A bar is a unit of pressure, equal to 100 kilopascals, or approximately 14.5 pounds per square inch (psi). One bar is very close to standard atmospheric pressure (1.01325 bar). To get an idea of what this amount of pressure feels like, it’s approximately equivalent to the force of a 1-kilogram weight pressing down on every square centimetre.

This means that inside a steam boiler set at 1 to 1.5 bar, every square centimetre (cm2) is subject to a force equivalent to 1 to 1.5 kilograms. A 10-litre steam boiler in a commercial espresso machine will thus need to be able to withstand a force equivalent to the weight of 3 or 4 tonnes.

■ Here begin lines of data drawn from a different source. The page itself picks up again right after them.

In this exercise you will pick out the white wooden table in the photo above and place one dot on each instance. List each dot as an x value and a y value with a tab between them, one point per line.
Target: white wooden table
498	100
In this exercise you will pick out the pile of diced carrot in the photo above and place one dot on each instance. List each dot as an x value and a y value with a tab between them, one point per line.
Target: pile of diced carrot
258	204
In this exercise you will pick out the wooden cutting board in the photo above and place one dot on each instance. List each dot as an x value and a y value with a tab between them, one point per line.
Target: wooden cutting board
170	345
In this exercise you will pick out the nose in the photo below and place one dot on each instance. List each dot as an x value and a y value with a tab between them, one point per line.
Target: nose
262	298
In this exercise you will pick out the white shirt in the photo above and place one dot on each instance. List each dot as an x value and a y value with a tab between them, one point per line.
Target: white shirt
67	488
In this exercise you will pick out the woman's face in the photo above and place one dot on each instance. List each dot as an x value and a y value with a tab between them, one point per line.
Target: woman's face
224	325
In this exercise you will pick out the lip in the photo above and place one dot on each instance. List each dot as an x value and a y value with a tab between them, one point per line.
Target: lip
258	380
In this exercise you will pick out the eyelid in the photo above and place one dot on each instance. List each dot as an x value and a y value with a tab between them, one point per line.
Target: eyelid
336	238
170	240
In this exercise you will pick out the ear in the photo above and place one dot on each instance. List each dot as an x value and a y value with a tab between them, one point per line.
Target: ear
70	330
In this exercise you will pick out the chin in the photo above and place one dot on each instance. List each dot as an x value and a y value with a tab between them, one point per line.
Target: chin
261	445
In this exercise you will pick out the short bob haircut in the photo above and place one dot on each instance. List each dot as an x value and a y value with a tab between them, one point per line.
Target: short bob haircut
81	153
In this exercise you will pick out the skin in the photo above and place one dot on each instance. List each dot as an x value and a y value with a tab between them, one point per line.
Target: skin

Meanwhile, the cross-sectional area of a disco de hockey is 26.4 cm2, so 9 bars of pressure pushing down on the disco de hockey is equivalent to the force exerted by 245 kg of weight — the weight of three espresso machines.

The pressure gauges in an espresso machine show gauge pressure — how far the pressure is above atmospheric pressure. In other words, a reading of zero on the gauge means that the water inside is at atmospheric pressure. Absolute pressure, on the other hand, measures how high the pressure is compared to a vacuum. So a pump pressure of 9 bars is approximately the same as an absolute pressure of 10 bars.

The unit for gauge pressure is sometimes written as barg (short for bar gauge), but in keeping with general practice in the coffee industry we refer to pressure in bars and assume it’s understood that this means gauge pressure.